Os problemas começaram quando, depois das filmagens – que Welles acelerou, para ficar dentro do prazo e do orçamento e, assim, evitar reprimendas do estúdio – chegou a fase da montagem. Os executivos da Universal ficaram confusos com a narrativa complexa, e, enquanto Welles viajava para a América do Sul para fazer Don Quixote (um projeto que ele jamais concluiria), trocaram o montador Virgil Vogel por Aaron Stell.
Qundo voltou, Welles encontrou Touch of Evil completamente remontado – e os executivos do estúdio exigiam que novas cenas fossem filmadas, para conectar alguns episódios a outros. Diante da recusa de Welles em fazer isso – ele dizia que aquele já não era mais um filme seu -, um tal Harry Keller foi chamado para filmar algumas cenas adicionais.

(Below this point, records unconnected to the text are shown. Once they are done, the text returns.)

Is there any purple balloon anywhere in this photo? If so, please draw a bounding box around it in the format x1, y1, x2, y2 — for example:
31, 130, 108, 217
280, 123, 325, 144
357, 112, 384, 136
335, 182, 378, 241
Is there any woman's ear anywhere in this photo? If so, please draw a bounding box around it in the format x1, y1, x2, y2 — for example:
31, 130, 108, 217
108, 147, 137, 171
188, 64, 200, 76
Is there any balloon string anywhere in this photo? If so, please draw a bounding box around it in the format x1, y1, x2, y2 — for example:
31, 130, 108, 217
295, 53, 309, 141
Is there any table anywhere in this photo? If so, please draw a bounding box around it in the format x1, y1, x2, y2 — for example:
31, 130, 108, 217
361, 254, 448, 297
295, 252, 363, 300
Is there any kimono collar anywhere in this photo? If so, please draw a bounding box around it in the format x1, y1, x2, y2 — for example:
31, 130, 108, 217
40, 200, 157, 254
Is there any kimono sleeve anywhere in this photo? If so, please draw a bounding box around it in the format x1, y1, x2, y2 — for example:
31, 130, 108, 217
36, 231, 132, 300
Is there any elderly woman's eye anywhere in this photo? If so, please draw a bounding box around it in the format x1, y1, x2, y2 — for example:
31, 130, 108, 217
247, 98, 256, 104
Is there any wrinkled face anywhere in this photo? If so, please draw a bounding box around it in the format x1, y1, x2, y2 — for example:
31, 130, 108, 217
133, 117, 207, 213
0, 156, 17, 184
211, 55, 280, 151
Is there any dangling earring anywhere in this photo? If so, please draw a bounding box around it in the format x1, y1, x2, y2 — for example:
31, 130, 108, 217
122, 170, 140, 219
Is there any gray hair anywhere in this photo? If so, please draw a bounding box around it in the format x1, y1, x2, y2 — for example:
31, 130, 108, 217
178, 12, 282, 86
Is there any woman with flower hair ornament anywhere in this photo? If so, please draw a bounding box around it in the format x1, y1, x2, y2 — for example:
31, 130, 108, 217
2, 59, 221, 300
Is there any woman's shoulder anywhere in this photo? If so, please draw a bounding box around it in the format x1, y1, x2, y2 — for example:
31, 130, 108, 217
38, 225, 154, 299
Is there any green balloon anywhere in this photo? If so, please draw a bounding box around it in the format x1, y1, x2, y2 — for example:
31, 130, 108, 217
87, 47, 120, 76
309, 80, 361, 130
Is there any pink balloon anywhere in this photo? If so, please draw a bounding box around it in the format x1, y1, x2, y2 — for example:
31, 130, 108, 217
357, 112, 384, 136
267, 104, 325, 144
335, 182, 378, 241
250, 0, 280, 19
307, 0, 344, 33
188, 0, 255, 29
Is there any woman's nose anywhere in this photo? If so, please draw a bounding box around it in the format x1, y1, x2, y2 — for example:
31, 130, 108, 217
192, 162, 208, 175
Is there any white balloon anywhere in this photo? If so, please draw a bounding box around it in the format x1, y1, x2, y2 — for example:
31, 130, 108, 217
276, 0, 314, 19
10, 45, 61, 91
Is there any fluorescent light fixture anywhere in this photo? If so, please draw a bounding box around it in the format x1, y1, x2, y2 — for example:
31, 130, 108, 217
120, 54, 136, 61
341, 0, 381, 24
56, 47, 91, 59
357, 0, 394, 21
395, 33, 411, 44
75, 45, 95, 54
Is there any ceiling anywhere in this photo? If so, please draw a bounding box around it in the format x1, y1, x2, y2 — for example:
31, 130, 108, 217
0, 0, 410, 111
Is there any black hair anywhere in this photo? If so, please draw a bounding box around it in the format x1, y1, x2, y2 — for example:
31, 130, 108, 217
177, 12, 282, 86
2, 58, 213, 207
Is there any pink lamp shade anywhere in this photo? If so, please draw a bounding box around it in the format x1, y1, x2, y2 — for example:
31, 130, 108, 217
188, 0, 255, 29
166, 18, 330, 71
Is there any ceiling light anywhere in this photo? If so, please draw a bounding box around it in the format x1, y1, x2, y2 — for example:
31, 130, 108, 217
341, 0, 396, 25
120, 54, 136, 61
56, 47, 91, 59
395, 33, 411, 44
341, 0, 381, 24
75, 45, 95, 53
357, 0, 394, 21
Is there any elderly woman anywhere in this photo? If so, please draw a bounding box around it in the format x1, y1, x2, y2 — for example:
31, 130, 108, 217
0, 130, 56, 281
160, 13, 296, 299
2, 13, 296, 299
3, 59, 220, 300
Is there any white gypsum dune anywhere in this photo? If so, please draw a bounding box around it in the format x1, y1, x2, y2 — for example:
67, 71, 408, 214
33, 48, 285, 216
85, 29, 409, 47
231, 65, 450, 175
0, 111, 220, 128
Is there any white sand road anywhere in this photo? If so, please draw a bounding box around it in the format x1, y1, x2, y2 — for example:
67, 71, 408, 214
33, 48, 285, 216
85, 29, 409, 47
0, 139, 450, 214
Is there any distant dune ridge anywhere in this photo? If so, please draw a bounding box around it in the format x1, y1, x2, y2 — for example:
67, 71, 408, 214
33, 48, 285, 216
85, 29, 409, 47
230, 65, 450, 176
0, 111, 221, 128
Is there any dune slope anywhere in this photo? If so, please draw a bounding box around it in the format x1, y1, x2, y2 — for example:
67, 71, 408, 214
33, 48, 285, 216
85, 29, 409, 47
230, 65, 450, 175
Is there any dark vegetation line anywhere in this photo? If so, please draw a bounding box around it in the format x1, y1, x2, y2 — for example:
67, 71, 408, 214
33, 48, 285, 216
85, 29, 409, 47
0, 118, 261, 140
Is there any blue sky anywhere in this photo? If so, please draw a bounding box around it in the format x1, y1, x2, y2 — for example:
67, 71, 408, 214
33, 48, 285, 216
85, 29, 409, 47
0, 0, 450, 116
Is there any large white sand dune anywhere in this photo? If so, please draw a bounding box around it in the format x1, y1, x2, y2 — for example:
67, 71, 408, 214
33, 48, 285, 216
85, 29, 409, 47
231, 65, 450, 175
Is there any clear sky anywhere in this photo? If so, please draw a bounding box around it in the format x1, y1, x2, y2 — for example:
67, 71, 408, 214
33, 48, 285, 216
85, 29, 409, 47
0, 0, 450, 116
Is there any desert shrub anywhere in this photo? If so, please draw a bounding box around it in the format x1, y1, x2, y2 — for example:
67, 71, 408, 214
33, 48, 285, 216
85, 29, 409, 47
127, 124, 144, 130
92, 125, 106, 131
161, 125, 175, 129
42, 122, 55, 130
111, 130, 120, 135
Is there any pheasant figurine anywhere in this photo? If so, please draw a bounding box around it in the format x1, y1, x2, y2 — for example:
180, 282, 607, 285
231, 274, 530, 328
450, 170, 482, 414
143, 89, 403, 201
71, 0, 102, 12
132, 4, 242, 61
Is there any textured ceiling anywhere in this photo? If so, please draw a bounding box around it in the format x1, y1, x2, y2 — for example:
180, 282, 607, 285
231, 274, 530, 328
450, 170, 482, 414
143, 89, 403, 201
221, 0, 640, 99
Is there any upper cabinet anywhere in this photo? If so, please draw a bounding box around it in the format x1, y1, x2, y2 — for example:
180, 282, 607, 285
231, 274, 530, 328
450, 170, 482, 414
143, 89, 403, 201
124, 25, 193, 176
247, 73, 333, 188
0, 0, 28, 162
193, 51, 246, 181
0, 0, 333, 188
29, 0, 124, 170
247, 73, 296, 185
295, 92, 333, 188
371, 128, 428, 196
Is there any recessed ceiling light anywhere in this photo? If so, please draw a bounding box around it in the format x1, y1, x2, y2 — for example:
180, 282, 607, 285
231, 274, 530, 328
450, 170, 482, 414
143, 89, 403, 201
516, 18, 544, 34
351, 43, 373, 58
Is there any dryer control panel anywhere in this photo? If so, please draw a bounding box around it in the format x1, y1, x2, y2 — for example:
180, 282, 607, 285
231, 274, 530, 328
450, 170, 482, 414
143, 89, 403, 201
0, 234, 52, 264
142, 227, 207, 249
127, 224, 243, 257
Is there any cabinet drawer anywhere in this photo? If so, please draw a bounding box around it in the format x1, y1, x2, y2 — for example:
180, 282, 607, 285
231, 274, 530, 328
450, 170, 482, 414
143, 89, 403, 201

Na estréia nos Estados Unidos, o filme não provocou furor algum. Mas, como sempre acontecia com as obras que levavam o nome de Welles, o filme foi um absoluto sucesso de crítica na Europa. Ganhou o prêmio internacional de melhor filme concedido pela Feira Mundial de Bruxelas – e o gênio aceitou a honra, sem repetir o que havia dito em casa sobre o filme não ser mais dele.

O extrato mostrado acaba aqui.